My husband looked over at our son, and said, "What is WRONG with that tree, that he is standing in front of?" I looked over. It was a sycamore, the branches all gnarly, the bark characteristically peeling in shades of brown and tan.

I said, "O my my Lord! That is SO Biblical!!"

I took a photo of our son in front of that tree -- for posterity.

Now, the director of religious education told me that, during Confirmation, the Holy Spirit completely takes over. I went into that church and we watched him glide down the aisle.

He went first up to the altar, of all the Confirmants. The Holy Spirit was good to him, his anxiety was eased by receiving the sacrament first.

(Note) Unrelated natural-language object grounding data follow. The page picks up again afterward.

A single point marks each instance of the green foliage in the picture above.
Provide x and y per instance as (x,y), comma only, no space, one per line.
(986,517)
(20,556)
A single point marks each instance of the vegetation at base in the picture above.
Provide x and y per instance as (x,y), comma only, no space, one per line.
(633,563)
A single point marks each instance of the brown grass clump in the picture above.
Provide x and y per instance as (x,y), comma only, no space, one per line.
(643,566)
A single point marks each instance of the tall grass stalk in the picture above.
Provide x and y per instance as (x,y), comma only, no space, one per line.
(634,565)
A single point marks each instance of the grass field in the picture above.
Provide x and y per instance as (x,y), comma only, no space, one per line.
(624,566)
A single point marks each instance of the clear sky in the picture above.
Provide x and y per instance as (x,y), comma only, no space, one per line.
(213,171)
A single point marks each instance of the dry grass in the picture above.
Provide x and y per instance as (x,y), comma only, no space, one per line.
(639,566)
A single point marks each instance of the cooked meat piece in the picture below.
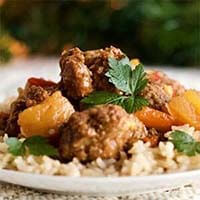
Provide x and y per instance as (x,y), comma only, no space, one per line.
(162,79)
(76,79)
(32,94)
(100,67)
(156,95)
(12,127)
(84,72)
(153,137)
(101,131)
(160,89)
(3,120)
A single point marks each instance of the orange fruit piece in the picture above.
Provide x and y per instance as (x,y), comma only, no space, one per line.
(155,119)
(183,111)
(45,118)
(194,98)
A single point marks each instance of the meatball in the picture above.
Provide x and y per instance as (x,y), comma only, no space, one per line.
(101,131)
(76,79)
(160,89)
(36,91)
(156,95)
(100,67)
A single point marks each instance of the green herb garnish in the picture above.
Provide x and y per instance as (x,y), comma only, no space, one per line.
(185,143)
(129,81)
(35,145)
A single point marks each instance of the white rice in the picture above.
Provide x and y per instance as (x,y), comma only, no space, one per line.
(144,160)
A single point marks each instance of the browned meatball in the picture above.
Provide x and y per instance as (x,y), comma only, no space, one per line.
(101,131)
(36,91)
(84,72)
(100,67)
(156,95)
(76,79)
(160,89)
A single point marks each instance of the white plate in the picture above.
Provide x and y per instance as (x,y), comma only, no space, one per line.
(99,186)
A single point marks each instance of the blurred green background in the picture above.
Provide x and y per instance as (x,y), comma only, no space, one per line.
(158,32)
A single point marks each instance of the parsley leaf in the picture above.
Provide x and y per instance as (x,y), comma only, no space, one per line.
(36,145)
(127,80)
(185,143)
(15,146)
(102,97)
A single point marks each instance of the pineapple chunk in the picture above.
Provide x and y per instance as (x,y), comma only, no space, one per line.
(45,118)
(184,112)
(194,98)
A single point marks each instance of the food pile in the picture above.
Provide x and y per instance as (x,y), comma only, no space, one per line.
(105,117)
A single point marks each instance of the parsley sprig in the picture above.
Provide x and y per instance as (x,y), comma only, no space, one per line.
(185,143)
(35,145)
(130,82)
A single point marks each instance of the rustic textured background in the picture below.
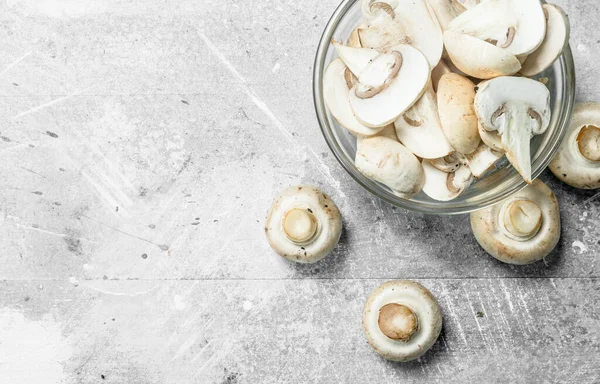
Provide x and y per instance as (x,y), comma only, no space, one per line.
(142,143)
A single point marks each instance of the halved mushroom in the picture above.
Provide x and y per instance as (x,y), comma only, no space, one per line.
(420,130)
(557,38)
(401,320)
(518,108)
(577,162)
(455,104)
(491,138)
(444,186)
(303,225)
(436,74)
(336,92)
(390,163)
(517,25)
(415,24)
(484,158)
(400,91)
(521,230)
(479,58)
(446,11)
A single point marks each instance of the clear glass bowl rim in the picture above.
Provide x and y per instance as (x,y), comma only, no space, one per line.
(442,208)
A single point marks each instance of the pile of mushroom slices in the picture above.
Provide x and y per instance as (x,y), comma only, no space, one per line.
(436,94)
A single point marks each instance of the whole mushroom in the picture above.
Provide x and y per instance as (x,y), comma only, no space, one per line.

When we went home, I went straight to Scripture. You see, my son had chosen "Matthew" for his Confirmation name. Matthew was a former tax collector who converted his sinful ways, and became a great Apostle.

And the sycamore tree figured prominently in the story of Zacchaeus, who was a chief tax collector. -[Luke 19:1-10]. When Jesus entered Jericho, Zacchaeus wanted to see who Jesus was. But he was short, so he climbed a sycamore tree to get a better view. When Jesus saw him, He said to Zacchaeus, "Zacchaeus, come down immediately, I must stay at your house today." The crowd muttered that Jesus was going to be the guest of a sinner. But, Jesus said, "Today, salvation has come to this house. For the Son of Man came to seek and save the lost."

And that is how I knew that in Confirmation, my son HAD fully received the Advocate, the Holy Spirit.